Yes — medical identity theft involves fraudsters using your insurance details to receive healthcare services or file false claims; it can corrupt your medical records and result in bills for treatment you never received.
Last reviewed: 10 June 2026
Explanation
Medical identity theft is among the most complex and damaging forms of identity fraud to resolve. Healthcare data is valuable on dark web markets because it can be used to obtain prescription drugs, medical equipment, or healthcare services billed to your insurance. Unlike financial fraud, medical fraud can corrupt your medical records — an attacker who receives treatment under your identity may introduce their blood type, allergies, medications, or diagnoses into your records, creating a patient safety risk if you later need emergency care.
Health insurance credentials — insurer name, policy number, and group number — are the primary target. These are obtained through insurer data breaches, healthcare provider breaches, or phishing attacks targeting healthcare portals. Fraudulent claims filed against your policy may exhaust your lifetime benefit limits or trigger audits that delay legitimate care.
Signs are often delayed: you may receive an Explanation of Benefits (EOB) from your insurer for services you never received, get a bill from a provider you've never visited, or only discover the fraud when your insurer flags unusual claim patterns. Some victims only discover medical identity theft when a debt collector contacts them or when a provider refuses care because 'your insurance was already used today'.

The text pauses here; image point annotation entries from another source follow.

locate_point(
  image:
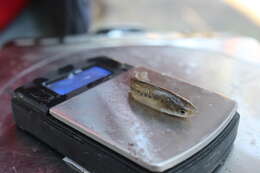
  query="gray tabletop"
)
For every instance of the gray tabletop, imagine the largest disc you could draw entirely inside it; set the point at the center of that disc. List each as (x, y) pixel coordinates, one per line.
(227, 65)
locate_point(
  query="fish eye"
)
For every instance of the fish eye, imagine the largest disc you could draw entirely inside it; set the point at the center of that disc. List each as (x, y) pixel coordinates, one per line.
(182, 111)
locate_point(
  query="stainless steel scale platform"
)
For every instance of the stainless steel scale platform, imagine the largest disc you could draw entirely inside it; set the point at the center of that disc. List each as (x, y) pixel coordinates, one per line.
(228, 65)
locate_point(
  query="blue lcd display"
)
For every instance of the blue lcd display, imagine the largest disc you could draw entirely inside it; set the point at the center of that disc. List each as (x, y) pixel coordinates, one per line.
(76, 81)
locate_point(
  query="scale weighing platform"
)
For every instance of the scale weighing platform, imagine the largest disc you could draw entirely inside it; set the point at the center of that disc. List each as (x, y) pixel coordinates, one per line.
(83, 111)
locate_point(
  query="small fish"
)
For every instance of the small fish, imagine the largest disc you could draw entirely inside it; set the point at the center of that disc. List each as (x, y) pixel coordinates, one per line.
(160, 99)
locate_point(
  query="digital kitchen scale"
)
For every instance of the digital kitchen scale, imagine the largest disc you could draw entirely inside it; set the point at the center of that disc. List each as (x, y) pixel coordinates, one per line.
(83, 111)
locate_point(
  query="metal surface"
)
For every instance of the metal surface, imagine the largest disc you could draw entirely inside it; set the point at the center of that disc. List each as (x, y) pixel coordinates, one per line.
(227, 65)
(153, 140)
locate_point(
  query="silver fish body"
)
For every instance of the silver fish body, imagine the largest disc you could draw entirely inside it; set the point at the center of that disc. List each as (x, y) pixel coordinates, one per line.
(160, 99)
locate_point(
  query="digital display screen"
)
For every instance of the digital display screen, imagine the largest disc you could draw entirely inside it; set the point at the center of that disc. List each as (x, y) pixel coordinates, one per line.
(76, 81)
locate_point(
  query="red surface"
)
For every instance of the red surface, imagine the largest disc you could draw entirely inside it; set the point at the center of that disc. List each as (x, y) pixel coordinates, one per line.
(9, 9)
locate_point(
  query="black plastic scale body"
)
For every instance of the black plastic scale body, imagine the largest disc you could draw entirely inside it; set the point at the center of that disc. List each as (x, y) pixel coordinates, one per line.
(32, 102)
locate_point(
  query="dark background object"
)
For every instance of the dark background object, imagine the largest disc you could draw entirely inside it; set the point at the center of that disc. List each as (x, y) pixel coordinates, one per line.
(68, 17)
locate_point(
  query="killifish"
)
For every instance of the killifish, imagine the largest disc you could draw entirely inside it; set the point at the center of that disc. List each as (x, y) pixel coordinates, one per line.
(160, 99)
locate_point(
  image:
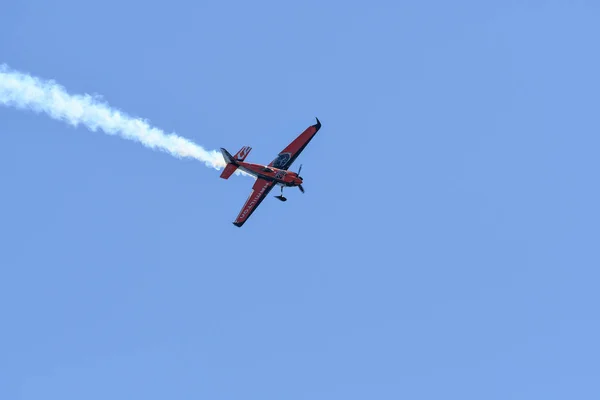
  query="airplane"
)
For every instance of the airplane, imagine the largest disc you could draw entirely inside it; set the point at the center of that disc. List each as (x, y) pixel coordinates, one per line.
(268, 176)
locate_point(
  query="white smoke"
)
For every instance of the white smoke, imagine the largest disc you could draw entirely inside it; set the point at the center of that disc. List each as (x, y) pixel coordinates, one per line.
(23, 91)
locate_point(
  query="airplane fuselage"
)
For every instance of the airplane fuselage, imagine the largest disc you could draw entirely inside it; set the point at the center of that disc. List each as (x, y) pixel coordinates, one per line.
(279, 176)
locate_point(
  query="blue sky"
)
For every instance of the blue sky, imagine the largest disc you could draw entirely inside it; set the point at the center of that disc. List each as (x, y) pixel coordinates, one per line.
(446, 246)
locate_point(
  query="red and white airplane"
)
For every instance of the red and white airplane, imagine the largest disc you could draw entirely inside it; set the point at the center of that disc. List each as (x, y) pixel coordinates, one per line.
(268, 176)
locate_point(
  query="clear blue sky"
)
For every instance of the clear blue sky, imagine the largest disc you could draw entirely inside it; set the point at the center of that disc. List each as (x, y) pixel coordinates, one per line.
(447, 246)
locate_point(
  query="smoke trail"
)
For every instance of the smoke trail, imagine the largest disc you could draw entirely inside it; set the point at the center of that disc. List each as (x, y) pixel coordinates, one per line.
(27, 92)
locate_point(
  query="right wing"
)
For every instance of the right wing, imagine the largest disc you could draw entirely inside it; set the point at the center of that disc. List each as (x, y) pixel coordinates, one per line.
(288, 155)
(260, 190)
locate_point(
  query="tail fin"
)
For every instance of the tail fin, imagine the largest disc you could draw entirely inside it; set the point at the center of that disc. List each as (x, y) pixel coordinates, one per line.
(242, 154)
(232, 161)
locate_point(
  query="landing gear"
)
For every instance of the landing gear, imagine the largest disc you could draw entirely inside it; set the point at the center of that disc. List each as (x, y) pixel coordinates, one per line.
(280, 197)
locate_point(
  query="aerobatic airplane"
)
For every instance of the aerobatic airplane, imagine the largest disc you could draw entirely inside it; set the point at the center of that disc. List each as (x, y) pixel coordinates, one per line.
(268, 176)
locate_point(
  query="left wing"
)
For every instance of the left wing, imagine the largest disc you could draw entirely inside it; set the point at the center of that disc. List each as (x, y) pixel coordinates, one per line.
(288, 155)
(260, 190)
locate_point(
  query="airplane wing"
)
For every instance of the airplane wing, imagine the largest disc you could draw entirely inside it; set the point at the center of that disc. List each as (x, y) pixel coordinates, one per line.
(260, 190)
(288, 155)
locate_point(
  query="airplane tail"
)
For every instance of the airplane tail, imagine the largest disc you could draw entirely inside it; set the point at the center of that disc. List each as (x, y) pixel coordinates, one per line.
(232, 161)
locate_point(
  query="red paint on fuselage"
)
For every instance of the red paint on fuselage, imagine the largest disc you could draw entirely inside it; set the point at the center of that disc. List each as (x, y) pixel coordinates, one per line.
(281, 176)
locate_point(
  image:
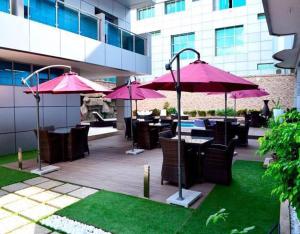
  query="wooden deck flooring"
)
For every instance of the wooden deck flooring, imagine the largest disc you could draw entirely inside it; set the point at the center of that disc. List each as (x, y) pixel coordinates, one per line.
(109, 168)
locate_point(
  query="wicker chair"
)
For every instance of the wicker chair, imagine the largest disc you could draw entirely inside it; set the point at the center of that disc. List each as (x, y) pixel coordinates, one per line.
(217, 163)
(86, 137)
(76, 143)
(147, 137)
(49, 149)
(169, 171)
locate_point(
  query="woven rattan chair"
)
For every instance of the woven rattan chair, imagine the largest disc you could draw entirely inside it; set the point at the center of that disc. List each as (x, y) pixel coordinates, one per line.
(169, 171)
(217, 163)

Actions: review every EOB from your insurer promptly and question any service you don't recognise. Request your medical records from providers annually to check for unfamiliar treatments. Contact your insurer's fraud department immediately if you spot suspicious claims. As a precaution after a healthcare data breach, request that your insurer add a note to your account requiring additional verification before processing claims.
Common red flags
- An Explanation of Benefits arrives for a medical service or prescription you didn't receive
- A bill arrives from a healthcare provider you've never visited
- Your insurer contacts you about a claim for a date when you weren't receiving care
- A provider tells you your insurance was already used today for a different patient
- Your medical records include treatments, medications, or diagnoses you don't recognise
What to do now
- Review your EOBs each time they arrive and question anything unfamiliar
- Request your medical records from providers you regularly use and review for inaccuracies
- Contact your insurer's fraud department immediately if you find suspicious claims
- File a report with the FTC and with the US Department of Health and Human Services (OCR) if your health data was part of a HIPAA breach
- Request that your insurer add extra verification steps before processing future claims under your policy
- Correct fraudulent entries in your medical records by submitting a written amendment request to each provider
Frequently asked questions
How do I get my medical records to check for fraudulent entries?
Under HIPAA (US) you have the right to request copies of your medical records from any provider. Most providers allow requests online or by form. There may be a copying fee but it is often waived for an initial records request.
Can medical identity theft affect my future healthcare?
Yes — fraudulent diagnoses, medications, or blood type entries can affect treatment decisions in emergencies. This is why correcting medical records promptly is as important as resolving the financial aspects.